There were 1,201 households, out of which 26.3% had children under the age of 18 living with them, 39.6% were married couples living together, 12.5% had a female householder with no husband present, and 43.0% were non-families. 37.6% of all households were made up of individuals, and 15.6% had someone living alone who was 65 years of age or older. The average household size was 2.26 and the average family size was 3.04.

In the village, the population was spread out, with 24.6% under the age of 18, 6.7% from 18 to 24, 31.5% from 25 to 44, 20.0% from 45 to 64, and 17.2% who were 65 years of age or older. The median age was 36 years. For every 100 females, there were 89.5 males. For every 100 females age 18 and over, there were 87.0 males.

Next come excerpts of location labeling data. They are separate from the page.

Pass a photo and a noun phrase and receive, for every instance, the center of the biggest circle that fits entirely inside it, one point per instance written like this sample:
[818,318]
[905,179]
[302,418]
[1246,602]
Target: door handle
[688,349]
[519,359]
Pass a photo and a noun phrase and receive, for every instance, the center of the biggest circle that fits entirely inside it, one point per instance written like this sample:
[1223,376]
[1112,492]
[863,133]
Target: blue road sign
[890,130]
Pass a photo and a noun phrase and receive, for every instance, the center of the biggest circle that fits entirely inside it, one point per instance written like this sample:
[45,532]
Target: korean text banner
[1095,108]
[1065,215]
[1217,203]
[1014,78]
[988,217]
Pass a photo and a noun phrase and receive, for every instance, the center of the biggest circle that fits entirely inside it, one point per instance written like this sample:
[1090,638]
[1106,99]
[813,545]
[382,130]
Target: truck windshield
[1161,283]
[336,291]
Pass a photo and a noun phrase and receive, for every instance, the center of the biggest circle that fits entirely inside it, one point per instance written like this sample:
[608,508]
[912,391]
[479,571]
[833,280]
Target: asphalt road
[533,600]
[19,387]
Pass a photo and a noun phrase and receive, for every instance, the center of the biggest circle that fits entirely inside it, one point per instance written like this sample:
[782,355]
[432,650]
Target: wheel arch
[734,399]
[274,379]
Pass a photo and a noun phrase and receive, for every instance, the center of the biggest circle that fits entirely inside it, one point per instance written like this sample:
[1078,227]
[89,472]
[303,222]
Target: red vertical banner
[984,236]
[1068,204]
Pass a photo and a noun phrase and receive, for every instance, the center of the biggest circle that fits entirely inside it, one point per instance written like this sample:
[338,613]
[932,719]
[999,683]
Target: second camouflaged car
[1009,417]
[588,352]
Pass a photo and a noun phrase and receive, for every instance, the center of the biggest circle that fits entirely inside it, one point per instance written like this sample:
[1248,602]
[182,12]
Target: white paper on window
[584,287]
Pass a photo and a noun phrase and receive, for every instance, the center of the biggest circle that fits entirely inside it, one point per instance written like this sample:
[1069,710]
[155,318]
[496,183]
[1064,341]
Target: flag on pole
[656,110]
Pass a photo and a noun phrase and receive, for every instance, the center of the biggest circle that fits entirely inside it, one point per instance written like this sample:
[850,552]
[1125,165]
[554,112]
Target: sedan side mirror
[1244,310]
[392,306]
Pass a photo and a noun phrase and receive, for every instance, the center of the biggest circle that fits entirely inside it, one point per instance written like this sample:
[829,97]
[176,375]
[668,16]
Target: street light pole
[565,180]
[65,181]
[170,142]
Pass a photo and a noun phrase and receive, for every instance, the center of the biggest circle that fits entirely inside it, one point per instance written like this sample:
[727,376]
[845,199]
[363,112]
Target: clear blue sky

The median income for a household in the village was $35,613, and the median income for a family was $43,846. Males had a median income of $37,500 versus $22,917 for females. The per capita income for the village was $17,925. About 6.7% of families and 6.4% of the population were below the poverty line, including 5.0% of those under age 18 and 6.4% of those age 65 or over.
==Notable people==
- Ilio DiPaolo, professional wrestler
- Charles W. Goodier Sr., former mayor and decorated aviator in World War II
- Ron Wolfley, former running back for the Cardinals.